# How do you differentiate y=sqrt(x)/(1+sqrt(x))?

Aug 29, 2016

$\frac{1}{2 \sqrt{x} {\left(1 + \sqrt{x}\right)}^{2}}$.

#### Explanation:

$y = \frac{\sqrt{x}}{1 + \sqrt{x}} = \frac{1 + \sqrt{x} - 1}{1 + \sqrt{x}} = \frac{1 + \sqrt{x}}{1 + \sqrt{x}} - \frac{1}{1 + \sqrt{x}}$.

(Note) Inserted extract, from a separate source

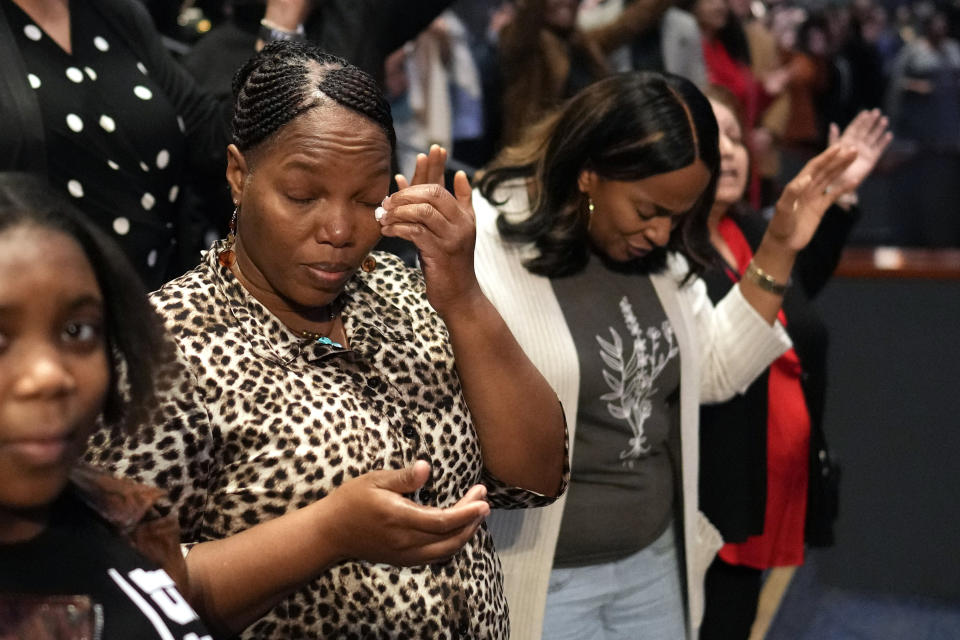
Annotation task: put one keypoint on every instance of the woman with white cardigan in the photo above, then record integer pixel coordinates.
(590, 234)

$\therefore y = 1 - \frac{1}{1 + \sqrt{x}}$

Knowing that, $\frac{d}{\mathrm{dt}} \left(\frac{1}{t}\right) = - \frac{1}{t} ^ 2$, and, using Chain Rule, we have,

$\frac{\mathrm{dy}}{\mathrm{dx}} = \frac{d}{\mathrm{dx}} \left(1\right) - \frac{d}{\mathrm{dx}} \left(\frac{1}{1 + \sqrt{x}}\right)$

$= 0 - \left\{- \frac{1}{{\left(1 + \sqrt{x}\right)}^{2}}\right\} \cdot \frac{d}{\mathrm{dx}} \left(\left(1 + \sqrt{x}\right)\right)$

$= \frac{1}{{\left(1 + \sqrt{x}\right)}^{2}} \left(\frac{1}{2} \sqrt{x}\right)$

$= \frac{1}{2 \sqrt{x} {\left(1 + \sqrt{x}\right)}^{2}}$.